The final one would be an engineering company. They spent a significant amount of time reinventing a fan for the extraction of cement dust, at a building plant. Historically, these fans are made out of aluminum, so they’re very light; strength was an issue. Redeveloping this to a stronger material, while maintaining the lightness of the previous aluminum fan was a real challenge because obviously a stronger material typically weighs more. They had a long process of development there that led them to qualify.

Mike Thanks, Thomas. Those are good examples, can you give us an idea of the typical size of the credit?

Thomas Of course, in the UK marketplace there were two R&D tax relief schemes that run alongside each other. The first one, is aimed to SME businesses and there’s a set definition for SME, which is a business with a turnover of less than 100 million euros and a balance sheet with assets less than a 100 million euros and less than 500 staff.

In order to be considered an SME, a business can’t have two of those criteria, so if you turned over 100 million euros, obviously sterling equivalent, but didn’t have assets of more than a 100 million euros or 500 staff, you would still be considered an SME.

The average claim size the businesses in that bracket, is around £53,500 per year. Again, that could be backdated two years, could release a cash tax repayment for more than £100,000, to the business. For ongoing payments, there’s no limit in terms of the number of uses you can submit claims for or provide an ongoing project work. It could be a tax saving every year in the region at £53,500.

The second scheme that runs alongside the SME R&D tax system is a scheme called the Research and Development Expenditure Credits. This is aimed at companies that don’t qualify for the R&D Tax Relief system that we just spoke about. It provides a flat rate credit for R&D project work.

The value of these claims is materially higher, often over £300,000 because of the size of the company and the amount they are going to invest in the research and development. Again, the qualifying criteria for the SME means the majority of claims made in the UK marketplace fall into that bracket. But at the moment in the UK, there are about 43-45,000 claims made per year for the R&D tax relief system on the SME side.

Obviously, when you consider the number of companies that are trading in the UK marketplace and the level of innovation generally seen in the UK as a service provider, there are a huge number of businesses missing out on a valuable cash injection or tax saving every year.
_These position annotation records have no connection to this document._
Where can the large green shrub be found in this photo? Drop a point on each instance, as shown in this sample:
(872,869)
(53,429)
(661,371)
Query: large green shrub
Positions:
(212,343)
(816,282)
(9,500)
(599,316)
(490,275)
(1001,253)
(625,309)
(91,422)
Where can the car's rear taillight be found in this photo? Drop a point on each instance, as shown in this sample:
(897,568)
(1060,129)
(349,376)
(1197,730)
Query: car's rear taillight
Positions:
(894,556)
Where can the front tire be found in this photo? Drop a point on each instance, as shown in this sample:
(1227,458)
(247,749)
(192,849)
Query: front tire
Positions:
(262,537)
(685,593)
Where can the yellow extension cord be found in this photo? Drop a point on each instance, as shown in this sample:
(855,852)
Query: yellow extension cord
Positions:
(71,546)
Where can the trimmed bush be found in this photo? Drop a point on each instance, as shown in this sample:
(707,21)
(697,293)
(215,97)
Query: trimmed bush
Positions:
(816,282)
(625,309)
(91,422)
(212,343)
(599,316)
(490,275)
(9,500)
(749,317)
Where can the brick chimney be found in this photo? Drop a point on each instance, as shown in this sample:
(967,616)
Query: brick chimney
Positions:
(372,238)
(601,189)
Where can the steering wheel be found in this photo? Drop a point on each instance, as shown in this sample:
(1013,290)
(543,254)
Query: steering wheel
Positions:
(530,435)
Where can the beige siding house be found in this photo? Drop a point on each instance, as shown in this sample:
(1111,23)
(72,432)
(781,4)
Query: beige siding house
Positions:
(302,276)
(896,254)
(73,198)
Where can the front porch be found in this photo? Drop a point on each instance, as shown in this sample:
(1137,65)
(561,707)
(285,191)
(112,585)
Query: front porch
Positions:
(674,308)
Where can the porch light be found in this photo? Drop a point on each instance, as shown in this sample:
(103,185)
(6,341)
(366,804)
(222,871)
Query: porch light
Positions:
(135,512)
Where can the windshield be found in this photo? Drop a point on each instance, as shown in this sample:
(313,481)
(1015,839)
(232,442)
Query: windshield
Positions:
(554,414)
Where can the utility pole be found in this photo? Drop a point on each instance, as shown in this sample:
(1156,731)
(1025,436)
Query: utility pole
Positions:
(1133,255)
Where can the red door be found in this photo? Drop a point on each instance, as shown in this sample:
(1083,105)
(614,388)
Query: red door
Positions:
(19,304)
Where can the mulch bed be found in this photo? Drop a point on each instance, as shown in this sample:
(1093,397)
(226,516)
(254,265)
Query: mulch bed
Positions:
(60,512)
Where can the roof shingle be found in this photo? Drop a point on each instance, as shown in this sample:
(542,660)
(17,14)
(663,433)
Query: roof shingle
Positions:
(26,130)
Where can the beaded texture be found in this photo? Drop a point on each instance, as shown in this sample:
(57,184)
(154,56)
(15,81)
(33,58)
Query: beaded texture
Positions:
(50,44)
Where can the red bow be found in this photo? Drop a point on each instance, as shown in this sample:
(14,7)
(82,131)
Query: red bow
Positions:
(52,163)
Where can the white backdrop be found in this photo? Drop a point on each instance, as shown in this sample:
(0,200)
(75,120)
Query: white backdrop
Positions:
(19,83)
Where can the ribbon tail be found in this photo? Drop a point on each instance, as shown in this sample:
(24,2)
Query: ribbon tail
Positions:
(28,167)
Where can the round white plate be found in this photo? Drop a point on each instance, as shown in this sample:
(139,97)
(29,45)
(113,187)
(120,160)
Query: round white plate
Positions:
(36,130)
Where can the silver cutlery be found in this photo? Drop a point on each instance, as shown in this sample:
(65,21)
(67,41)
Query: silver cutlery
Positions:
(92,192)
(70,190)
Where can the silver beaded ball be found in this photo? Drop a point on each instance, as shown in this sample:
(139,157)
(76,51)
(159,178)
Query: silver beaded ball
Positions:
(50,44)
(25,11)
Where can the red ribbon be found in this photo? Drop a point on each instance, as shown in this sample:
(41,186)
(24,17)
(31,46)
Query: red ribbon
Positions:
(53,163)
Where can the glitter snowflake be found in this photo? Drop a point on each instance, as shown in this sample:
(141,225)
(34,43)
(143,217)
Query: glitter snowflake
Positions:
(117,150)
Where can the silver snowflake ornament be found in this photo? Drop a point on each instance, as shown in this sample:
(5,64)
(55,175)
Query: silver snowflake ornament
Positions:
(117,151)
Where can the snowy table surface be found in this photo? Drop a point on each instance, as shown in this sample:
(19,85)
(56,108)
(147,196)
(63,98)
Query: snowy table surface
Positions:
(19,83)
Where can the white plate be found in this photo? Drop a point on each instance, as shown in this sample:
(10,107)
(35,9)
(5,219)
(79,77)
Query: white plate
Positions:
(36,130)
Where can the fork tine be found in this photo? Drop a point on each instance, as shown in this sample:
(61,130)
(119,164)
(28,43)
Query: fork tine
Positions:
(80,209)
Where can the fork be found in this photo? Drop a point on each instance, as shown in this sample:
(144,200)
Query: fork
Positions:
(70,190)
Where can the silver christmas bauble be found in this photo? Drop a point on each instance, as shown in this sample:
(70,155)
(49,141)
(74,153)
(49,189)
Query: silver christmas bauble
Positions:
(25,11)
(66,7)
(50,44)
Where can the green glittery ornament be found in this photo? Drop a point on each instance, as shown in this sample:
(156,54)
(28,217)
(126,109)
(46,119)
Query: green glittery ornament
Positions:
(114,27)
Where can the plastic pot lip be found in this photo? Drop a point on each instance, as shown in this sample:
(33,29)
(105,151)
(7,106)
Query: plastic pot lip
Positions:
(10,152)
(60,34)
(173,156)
Mike As we Americans say, they are leaving money on the table for sure. Thomas, we’ve covered how it works, some examples and the potential for a new source of cash flow. Is there anything else you’d like our listeners to know about the R&D credit in the UK?

Thomas The final comment for me really is that when you engage a specialist making an R&D claim is far easier than you think. Potentially, a significant amount of money could be back in the bank in as little as six to eight weeks. I think the final question I’d ask, is what could you do if £100,000 came back into your business at the moment?

Mike Thomas, thanks again for your time. It’s been great talking to you today. To our listeners, thank you for listening to Frazier & Deeter’s Untangling the Technical podcast series.